Dr. Long-Cheng Li, Founder and CEO of Ractigen Therapeutics, expressed his enthusiasm about the FDA’s decision: "We are thrilled to receive Fast Track Designation for RAG-01, marking a significant milestone not only for our program but also for the saRNA field as a whole. This designation underscores the urgency and importance of advancing innovative therapies like RAG-01 to address critical medical needs. We remain dedicated to accelerating the development of innovative saRNA therapies to address a wide range of diseases, including cancer, genetic disorders, and chronic conditions. Through strategic collaborations and pioneering research efforts, the company aims to deliver transformative treatments that improve patient outcomes and quality of life."

About RAG-01: RAG-01 is a pioneering saRNA candidate engineered to target and activate the tumor suppressor gene p21 via the mechanism of RNAa. Traditionally considered "undruggable," p21 presents a unique opportunity for saRNA-based targeted activation. The drug, delivered through intravesical instillation using Ractigen’s proprietary LiCO delivery technology, has shown significant tumor suppression in mouse orthotopic bladder cancer models. Currently, the Phase I clinical trial of RAG-01 in Australia has successfully enrolled and dosed the first three patients. Its development marks a significant stride in RNAa based therapies, addressing the unmet needs of NMIBC patients.

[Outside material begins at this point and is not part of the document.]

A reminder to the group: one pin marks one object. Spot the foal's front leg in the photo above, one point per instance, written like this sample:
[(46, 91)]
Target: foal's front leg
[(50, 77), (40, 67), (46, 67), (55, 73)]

About NMIBC: NMIBC represents 50-80% of all bladder cancer cases. Despite standard treatments like transurethral resection of bladder tumor (TURBT) followed by intravesical BCG or chemotherapy, recurrence rates remain high, estimated at 50-70% within the first five years. RAG-01’s development is a significant step towards addressing this substantial unmet need in bladder cancer therapy.

About RNAa: Pioneered by Dr. Long-Cheng Li and his team, RNAa is a clinically validated platform technology. It employs saRNA to target gene regulatory domains, activating gene expression and restoring therapeutic protein levels. This technology has vast potential for developing therapeutic drugs across various diseases, especially where traditional methods fall short, including cancer, genetic disorders, chronic diseases, and metabolic and cerebrovascular disorders.